Notice to directors may also be given by telegram.

          Section 7.  Waiver of Notice.  Whenever any notice is required to be
          ---------   ----------------
given under the provisions of the statutes or of the Certificate of
Incorporation or of these By-Laws, a waiver thereof in writing, signed by the
person or persons entitled to said notice, whether before or after the time
stated therein, shall be deemed to be equivalent.

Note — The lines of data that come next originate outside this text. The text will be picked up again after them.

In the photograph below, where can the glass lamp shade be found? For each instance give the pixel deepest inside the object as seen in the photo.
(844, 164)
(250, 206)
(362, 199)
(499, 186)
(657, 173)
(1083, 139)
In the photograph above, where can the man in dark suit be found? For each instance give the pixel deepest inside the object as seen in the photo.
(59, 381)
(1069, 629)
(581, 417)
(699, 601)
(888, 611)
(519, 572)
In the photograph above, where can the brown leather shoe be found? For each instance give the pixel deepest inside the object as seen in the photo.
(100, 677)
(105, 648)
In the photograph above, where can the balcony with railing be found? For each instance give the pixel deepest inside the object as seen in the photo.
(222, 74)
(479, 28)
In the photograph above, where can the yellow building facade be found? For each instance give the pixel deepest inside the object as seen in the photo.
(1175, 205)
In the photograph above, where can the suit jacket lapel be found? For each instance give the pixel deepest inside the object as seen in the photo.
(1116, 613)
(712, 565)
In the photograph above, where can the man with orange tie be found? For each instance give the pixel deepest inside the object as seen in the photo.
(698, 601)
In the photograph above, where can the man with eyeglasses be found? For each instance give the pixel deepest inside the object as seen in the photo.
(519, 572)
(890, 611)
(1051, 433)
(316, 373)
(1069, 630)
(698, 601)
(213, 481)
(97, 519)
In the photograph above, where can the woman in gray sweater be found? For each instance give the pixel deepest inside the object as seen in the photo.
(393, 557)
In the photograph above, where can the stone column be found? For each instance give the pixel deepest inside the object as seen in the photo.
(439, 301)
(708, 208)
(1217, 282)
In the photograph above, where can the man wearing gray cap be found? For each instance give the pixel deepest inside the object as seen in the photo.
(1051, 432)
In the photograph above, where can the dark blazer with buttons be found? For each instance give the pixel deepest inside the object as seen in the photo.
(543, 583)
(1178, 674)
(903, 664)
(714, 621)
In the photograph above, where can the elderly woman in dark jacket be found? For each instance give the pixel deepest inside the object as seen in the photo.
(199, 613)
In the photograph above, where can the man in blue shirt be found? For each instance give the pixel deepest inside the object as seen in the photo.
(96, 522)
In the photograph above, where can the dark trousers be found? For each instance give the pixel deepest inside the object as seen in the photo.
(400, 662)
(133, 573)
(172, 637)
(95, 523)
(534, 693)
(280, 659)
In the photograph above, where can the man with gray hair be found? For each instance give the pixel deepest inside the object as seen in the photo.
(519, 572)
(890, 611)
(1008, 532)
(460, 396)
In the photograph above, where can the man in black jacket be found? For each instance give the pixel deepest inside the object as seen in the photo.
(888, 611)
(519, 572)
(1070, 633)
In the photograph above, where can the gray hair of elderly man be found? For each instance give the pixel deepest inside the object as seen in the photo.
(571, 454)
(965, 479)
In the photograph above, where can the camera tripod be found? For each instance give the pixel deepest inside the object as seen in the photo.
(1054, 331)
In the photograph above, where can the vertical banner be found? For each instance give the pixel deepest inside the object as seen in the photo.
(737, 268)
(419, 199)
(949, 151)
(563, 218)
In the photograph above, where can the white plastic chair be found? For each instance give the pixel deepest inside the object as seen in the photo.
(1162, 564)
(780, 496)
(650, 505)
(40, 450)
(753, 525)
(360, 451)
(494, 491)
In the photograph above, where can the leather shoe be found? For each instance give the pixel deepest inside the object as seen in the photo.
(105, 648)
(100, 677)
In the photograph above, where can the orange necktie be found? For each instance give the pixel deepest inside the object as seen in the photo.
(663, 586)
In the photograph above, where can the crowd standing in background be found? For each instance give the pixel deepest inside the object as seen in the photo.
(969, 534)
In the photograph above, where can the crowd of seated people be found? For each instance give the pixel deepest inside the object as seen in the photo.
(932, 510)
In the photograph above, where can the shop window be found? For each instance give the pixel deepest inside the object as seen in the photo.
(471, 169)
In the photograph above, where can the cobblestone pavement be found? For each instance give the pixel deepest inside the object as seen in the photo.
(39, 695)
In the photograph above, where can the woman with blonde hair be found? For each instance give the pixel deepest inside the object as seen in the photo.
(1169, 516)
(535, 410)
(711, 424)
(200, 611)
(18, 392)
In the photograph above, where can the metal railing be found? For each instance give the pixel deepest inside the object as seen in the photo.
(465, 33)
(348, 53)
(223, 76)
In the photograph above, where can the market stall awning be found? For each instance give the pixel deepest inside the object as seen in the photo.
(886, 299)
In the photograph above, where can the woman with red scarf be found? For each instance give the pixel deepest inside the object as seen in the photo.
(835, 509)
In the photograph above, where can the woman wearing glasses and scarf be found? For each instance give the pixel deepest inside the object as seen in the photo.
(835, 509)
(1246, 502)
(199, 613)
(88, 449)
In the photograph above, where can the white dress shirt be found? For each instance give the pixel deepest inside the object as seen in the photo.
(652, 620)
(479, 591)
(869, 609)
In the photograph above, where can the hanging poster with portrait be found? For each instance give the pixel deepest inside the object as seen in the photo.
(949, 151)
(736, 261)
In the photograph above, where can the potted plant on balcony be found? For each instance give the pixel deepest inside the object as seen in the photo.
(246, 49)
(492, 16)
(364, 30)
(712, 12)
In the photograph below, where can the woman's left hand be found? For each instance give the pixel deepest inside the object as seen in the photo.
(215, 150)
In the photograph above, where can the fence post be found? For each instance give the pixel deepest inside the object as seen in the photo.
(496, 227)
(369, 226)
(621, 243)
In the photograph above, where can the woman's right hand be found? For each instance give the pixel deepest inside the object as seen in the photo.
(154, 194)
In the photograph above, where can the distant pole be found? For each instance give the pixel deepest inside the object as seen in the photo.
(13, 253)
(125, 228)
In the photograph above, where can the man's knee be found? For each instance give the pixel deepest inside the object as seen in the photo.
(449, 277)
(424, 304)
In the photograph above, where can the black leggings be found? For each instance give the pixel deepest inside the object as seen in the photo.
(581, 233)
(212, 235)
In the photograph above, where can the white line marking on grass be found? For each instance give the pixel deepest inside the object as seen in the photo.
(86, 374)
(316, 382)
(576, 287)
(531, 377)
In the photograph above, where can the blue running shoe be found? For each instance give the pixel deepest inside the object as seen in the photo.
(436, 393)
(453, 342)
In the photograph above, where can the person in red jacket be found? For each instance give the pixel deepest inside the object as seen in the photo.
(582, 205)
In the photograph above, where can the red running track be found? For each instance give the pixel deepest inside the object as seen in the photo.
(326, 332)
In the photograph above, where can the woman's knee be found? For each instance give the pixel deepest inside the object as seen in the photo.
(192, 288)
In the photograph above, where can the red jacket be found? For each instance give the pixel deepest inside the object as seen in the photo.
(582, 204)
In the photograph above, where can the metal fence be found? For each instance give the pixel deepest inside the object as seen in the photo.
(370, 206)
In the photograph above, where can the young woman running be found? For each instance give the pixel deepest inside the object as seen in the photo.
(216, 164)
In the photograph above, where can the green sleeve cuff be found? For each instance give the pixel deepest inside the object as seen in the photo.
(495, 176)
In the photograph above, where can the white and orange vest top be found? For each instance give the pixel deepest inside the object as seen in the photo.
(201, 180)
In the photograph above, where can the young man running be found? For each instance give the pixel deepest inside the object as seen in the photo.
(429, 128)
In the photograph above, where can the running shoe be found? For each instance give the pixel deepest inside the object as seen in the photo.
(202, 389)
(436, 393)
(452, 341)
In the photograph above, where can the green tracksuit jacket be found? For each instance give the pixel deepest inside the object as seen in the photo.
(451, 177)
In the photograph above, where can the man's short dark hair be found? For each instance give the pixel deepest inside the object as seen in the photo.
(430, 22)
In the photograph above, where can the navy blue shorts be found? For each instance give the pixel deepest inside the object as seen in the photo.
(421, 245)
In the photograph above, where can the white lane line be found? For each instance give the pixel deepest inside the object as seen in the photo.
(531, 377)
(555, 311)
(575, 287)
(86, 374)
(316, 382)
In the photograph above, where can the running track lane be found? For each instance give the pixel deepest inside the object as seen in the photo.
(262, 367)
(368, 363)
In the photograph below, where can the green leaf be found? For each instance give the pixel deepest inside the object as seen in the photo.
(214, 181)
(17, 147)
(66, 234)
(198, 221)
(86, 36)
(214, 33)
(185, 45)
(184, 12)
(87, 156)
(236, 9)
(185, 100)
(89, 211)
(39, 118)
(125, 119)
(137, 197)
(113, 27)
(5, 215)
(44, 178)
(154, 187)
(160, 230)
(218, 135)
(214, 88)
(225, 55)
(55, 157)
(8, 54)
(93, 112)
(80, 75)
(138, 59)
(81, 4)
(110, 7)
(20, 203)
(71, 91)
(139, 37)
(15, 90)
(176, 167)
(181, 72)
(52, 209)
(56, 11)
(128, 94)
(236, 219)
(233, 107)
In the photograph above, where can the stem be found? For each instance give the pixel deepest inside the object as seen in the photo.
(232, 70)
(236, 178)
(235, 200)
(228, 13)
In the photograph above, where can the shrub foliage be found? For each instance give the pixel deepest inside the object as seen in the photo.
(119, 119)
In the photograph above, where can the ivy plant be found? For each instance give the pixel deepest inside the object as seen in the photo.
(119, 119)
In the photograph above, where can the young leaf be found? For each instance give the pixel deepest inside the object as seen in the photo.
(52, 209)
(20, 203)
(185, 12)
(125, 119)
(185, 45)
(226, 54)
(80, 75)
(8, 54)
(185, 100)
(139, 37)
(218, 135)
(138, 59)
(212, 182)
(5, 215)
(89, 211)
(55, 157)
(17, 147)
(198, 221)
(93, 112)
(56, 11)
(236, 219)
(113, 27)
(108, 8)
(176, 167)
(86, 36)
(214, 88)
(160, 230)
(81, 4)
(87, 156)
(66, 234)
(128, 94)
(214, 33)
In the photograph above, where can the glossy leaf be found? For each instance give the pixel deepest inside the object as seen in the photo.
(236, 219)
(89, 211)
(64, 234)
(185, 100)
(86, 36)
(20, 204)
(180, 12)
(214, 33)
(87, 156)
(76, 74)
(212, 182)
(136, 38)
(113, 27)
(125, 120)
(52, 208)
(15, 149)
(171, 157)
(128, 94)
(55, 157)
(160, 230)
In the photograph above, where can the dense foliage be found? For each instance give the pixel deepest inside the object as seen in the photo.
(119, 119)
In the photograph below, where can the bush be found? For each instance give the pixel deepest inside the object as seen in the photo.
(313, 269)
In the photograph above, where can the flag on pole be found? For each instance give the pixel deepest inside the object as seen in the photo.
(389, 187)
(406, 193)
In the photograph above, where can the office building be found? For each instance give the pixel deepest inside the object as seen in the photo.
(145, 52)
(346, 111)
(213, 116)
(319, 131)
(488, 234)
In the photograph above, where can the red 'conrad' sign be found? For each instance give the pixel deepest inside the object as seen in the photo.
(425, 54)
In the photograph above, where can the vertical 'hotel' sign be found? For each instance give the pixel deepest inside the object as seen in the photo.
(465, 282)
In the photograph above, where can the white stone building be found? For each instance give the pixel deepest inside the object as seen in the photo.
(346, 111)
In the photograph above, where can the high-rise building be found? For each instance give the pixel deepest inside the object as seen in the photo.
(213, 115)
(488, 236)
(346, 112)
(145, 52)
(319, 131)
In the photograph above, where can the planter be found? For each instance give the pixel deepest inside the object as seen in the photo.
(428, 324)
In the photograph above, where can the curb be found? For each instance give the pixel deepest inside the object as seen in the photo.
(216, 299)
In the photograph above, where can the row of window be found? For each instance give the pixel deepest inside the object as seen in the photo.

          Section 8.  Annual Statement.  The Board of Directors shall present at
          ---------   ----------------
each annual meeting, and at any special meeting of the stockholders when called
for by vote of the stockholders, a full and clear statement of the business and
condition of the corporation.

                                  ARTICLE VII

                                  AMENDMENTS
                                  ----------

          Section 1.  Amendment by Directors or Stockholders.  These By-Laws may
          ---------   --------------------------------------
be altered, amended or repealed or new By-Laws may be adopted by the
stockholders or by the Board of Directors, when such power is conferred upon the
Board of Directors by the Certificate

                                      11

 
of Incorporation, at any regular meeting of the stockholders or of the Board of
Directors or at any special meeting of the stockholders or of the Board of
Directors if notice of such alteration, amendment, repeal or adoption of new By-
Laws be contained in the notice of such special meeting. If the power to adopt,
amend or repeal By-Laws is conferred upon the Board of Directors by the
Certificate of Incorporation it shall not divest or limit the power of the
stockholders to adopt, amend or repeal By-Laws.